When I was a kid and growing up in Ajmer, I remember my granny telling me about the ‘witch’ living in the neighborhood. I must have been around five or six at the time. There were plenty of kids my age at the time living in our narrow lane. Those times were different. Everyone knew everyone else and very few people used to lock their houses. We would all gather together after school and play either in someone’s house or just in the street. Nearly everyone on that street worked in the Railways and most people could trace their ancestry so that there would be a common relative. No parent would ever worry about their child’s whereabouts, ever! I remember all of us eating at someone’s house together and then going off to sleep there. In the morning we all would find ourselves in our own beds. Sometime in the night, some grown-up would carry and drop us off at the correct houses. It was not a big deal and no one ever came looking after us.

Anyway, I never got to know the name of that woman everyone called a witch. She lived quite a ways away from our street. Her place was too far for us to go anywhere near it for play or purpose, it was another world. We knew our own limits. But to get to her own house, she had to go by our street. The main road leading to the town was close to our street. I was too small to be told why the woman was labeled a witch except the warning from granny that witches eat children. Every kid on my street knew her and as soon as she’s come walking by, we’d all run and hide like scared rabbits. That is what we were told to do. We were warned against teasing her or calling her name because she might come during the night when we were sleeping and steal our livers. And we would die.

We knew about death since ours was a old street and every family living in it was a joint family. Both old and young lived together and had done so for generations. So people dying was common place. Though I was too small at the time to be allowed to go to anyone’s cremation, I knew that it was a bad place and people who went there after death never came back. No mom, dad or any friends, it was a bad thing to die and be taken to the cremation grounds.

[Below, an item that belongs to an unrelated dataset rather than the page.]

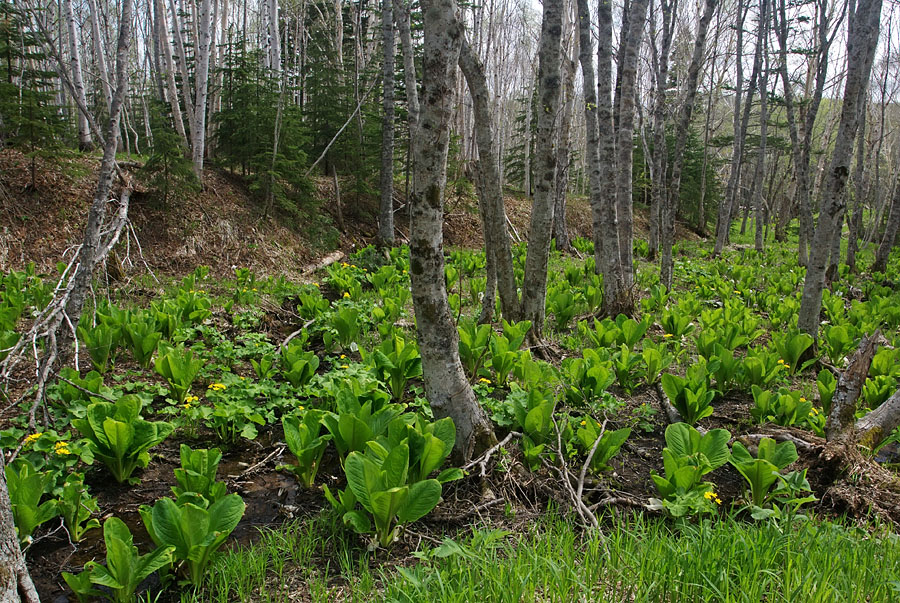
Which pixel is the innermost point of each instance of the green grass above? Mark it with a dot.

What we were told by our elders about witches was very simple. Don’t throw out any hair, nails or underclothes with the rest of the trash. They had to be properly disposed off, which usually meant burnt. If a witch, either male or female, ever got hold of these, they could control you with them by going to the cremation ground late in the night and performing magic rituals. We were terrified of that. The fastest way to tell witches apart was by their walk. Their feet were backwards, so they had to walk with a jump. They could not walk smoothly. And this woman did walk with a jump; she bobbed along and always wore a long black skirt scraping the ground so we would not be able to see her feet. And we never did. But to this day I remember her walk.